Facing Criticism, El Museo del Barrio Instates Community Outreach Initiatives

Earlier this year, community activists sharply criticized El Museo del Barrio in New York for being out of touch with its roots as an institution founded by a coalition of Puerto Rican educators, artists, and activists. Demonstrators who held an action at the museum in June called for change, and in March, more than two hundred people signed an open letter demanding institutional reforms. Following the pushback over programming, hiring, and other issues, El Museo del Barrio revealed that it is forming a community advisory council and is launching various outreach initiatives.  

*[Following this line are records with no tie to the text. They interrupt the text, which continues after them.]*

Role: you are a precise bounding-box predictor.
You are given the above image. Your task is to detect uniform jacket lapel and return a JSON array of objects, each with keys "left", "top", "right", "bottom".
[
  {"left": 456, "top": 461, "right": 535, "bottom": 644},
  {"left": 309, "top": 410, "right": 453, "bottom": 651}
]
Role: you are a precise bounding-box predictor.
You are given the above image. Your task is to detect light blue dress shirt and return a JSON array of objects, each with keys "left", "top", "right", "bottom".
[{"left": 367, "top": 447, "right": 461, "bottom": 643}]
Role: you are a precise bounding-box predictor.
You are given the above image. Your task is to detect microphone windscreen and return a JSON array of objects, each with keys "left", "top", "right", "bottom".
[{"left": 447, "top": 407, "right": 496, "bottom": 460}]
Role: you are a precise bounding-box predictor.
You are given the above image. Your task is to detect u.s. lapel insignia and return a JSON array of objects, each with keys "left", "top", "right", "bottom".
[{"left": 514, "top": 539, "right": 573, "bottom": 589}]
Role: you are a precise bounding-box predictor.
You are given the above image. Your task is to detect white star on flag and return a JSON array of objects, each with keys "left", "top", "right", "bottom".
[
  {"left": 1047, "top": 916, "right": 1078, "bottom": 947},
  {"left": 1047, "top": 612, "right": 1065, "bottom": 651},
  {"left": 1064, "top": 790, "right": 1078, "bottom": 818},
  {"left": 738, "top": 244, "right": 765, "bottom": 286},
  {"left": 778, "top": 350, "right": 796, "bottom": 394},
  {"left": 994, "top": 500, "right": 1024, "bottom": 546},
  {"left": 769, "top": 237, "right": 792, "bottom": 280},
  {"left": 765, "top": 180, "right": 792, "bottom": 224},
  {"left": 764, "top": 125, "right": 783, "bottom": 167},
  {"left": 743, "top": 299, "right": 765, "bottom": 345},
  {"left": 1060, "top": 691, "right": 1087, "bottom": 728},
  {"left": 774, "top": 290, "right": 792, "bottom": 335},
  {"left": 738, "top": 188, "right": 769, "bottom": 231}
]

“This year we have had the opportunity to reflect on our rich history, and also hear from artists, East Harlem residents, and visitors on our importance and legacy as the first Latino cultural institution in the United States,” museum director Patrick Charpenel said in a statement. “Today, we are invigorated by this passionate energy and delighted to announce a robust schedule of exhibitions and programming in the coming months, strives in community engagement, and our newly acquired space in the building. We are confident that these initiatives will provide us with the opportunity to further unpack the Latinx experience in this country.”

In addition to the new advisory council, which will aim to establish an ongoing dialogue with residents of East Harlem and other communities, the museum’s upcoming “transformational season” will include the expansion of the museum’s footprint with the acquisition of 2,200 square feet of space in its building, which it plans to turn into a space for experimental projects, screenings, performances, panels, and other events; the development of more Latinx programming; and the launch of a $5 membership offer.

The institution also revealed that, in an attempt to diversify its board of trustees, Monica Tavares will become a member and additional trustees will be elected in the coming months. A native of the Dominican Republic, Tavares lives in East Harlem and works as associate vice chancellor at the City University of New York.